Under the section entitled, “End the Freeze on Gun Violence Research,” the administration points out that the Centers for Disease Control has been barred by Congress from researching the causes of gun violence. This prohibitive language was introduced as a limiting amendment in an appropriations bill by former Congressman Jay Dickey (R-Ark.), and it remains on the books to this day. (NOTE: A limiting amendment is one tool for a member of Congress to write policy into Appropriations bills. In this case, the language in the Labor, Health, and Human Services Appropriations Bill said that “none of the funds made available in this title may be used, in whole or in part, to advocate or promote gun control.”) Obama is urging the CDC to begin this research again and plans to allocate $10 million specifically for the study of how violence in movies, television, and video games impacts real-life gun violence.
While this new funding may seem like a step in the right direction, here is why it will likely amount to nothing:
1) Numerous studies on this subject already exist, and the results are inconclusive. It would be shocking if the CDC study ends up with conclusive results pointing in either direction.
2) If this study is actually done, its results will not be available until many months (or more likely, years) down the line. Right now, there is a great deal of momentum on this issue, but that may not be the case in the future.
3) $10 million is a drop in the bucket. It is a lot of money to the average American, but with an annual national budget approaching $3 trillion, it is clear that the Administration is not putting many of their eggs in this basket.

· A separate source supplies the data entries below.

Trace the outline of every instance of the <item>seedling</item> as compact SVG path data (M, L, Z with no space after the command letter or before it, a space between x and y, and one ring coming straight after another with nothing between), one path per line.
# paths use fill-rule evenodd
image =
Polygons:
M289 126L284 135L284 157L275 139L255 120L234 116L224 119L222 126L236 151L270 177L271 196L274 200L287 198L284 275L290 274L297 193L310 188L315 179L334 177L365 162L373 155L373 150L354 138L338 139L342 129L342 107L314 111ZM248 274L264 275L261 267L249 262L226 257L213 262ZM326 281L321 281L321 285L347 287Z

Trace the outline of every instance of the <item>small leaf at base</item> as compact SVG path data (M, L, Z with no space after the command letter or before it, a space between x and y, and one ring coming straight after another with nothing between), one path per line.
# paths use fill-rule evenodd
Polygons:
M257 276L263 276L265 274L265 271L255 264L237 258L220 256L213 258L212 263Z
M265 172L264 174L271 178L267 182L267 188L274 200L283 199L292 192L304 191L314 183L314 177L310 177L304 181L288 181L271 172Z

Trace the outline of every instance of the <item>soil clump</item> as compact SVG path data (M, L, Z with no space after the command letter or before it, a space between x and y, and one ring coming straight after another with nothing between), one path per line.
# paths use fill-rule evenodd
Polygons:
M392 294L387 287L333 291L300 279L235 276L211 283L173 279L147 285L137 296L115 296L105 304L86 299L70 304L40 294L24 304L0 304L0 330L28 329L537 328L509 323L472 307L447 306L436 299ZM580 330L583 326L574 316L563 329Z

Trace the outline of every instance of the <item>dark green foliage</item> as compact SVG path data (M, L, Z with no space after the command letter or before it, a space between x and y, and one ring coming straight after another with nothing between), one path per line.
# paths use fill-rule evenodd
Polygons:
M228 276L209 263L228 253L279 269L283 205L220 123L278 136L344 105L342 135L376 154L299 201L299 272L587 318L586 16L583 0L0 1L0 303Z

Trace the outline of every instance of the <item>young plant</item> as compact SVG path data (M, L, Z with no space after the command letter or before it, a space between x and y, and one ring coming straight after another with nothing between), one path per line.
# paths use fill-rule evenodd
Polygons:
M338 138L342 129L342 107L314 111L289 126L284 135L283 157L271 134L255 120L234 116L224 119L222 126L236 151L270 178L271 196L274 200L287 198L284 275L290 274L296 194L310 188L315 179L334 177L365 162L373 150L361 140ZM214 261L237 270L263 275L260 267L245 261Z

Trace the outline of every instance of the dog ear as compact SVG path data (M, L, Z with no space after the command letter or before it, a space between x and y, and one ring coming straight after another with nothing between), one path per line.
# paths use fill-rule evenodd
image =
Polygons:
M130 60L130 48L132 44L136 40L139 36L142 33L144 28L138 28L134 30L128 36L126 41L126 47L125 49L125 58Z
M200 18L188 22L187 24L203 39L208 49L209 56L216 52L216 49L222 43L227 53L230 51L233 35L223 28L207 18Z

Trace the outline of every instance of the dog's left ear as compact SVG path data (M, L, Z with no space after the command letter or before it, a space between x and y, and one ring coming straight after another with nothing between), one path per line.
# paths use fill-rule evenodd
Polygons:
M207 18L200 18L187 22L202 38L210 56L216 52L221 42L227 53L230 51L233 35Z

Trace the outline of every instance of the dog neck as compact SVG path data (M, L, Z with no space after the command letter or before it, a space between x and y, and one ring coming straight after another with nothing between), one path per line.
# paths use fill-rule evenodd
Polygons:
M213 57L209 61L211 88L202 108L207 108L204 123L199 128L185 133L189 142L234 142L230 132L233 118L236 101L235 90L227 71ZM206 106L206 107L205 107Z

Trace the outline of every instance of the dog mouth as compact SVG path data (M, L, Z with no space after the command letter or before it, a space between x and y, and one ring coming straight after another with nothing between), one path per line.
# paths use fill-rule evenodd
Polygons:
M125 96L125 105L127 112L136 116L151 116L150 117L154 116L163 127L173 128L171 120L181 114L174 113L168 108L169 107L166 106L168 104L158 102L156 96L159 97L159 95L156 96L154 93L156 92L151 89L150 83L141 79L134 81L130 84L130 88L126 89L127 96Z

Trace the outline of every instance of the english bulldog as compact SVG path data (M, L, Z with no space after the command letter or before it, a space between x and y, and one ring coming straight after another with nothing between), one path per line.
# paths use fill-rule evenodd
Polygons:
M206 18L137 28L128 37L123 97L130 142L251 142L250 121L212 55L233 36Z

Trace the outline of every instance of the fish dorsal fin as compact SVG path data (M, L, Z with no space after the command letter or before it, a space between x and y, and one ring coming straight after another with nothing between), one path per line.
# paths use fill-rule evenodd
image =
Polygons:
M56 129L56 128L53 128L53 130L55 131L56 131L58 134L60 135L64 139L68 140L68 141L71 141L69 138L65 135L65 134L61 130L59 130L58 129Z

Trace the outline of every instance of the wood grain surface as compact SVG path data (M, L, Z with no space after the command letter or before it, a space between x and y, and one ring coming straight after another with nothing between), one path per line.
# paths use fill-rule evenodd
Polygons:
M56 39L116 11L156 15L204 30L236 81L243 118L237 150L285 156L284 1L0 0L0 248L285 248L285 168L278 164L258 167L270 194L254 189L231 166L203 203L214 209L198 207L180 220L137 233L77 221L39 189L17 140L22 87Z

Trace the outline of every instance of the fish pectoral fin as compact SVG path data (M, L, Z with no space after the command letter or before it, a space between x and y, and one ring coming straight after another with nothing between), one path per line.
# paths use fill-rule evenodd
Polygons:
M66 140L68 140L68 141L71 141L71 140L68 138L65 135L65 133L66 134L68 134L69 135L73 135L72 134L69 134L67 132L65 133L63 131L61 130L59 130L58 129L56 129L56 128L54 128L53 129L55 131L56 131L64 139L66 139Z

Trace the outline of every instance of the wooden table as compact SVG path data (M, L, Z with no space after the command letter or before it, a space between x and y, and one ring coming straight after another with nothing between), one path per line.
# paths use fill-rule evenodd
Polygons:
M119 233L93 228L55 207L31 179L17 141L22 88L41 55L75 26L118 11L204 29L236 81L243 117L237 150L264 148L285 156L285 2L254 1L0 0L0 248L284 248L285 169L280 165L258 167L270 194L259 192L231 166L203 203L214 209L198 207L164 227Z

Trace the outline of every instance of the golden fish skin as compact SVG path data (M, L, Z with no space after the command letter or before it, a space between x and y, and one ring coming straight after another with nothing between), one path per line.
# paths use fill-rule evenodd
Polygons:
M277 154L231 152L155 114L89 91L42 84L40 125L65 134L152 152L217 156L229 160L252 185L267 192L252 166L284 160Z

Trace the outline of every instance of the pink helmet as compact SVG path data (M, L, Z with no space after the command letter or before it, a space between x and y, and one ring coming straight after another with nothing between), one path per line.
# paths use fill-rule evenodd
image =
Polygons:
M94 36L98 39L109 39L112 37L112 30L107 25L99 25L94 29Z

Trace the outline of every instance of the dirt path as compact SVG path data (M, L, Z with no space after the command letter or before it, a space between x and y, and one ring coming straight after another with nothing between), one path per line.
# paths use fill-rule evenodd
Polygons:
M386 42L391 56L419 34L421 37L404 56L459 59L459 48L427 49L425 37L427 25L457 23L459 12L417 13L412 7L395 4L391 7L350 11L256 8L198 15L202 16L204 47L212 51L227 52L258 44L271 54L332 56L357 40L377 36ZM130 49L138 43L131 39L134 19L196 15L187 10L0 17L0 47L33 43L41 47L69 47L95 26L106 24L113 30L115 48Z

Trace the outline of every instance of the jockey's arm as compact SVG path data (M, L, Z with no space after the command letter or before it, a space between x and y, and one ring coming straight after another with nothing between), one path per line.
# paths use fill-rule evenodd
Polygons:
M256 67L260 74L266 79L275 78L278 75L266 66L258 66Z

There will, of course, be opportunities for members of Congress to appropriate even more money for the CDC or other agencies to study this issue. They could also, as I have suggested, hold hearings to force industry leaders to answer some questions about their role and responsibility in reducing gun violence in America. But I wouldn’t expect that to go anywhere either. This issue has been highly politicized, and while some House Republicans might think about holding hearings, Democrats in the Senate and the White House will likely work to ensure that Hollywood is implicated in gun violence as little as possible. After all, everyone has to protect their friends. Hollywood contributes disproportionately to Democrats; the NRA does the same to Republicans. In other words, if a Republican were in the White House, today’s proposals would surely include far more on Hollywood and far less on gun control. And if the $10 million in funding to the CDC is to mean anything, people in the media and concerned citizens will have to hold the Democrats’ feet to the fire.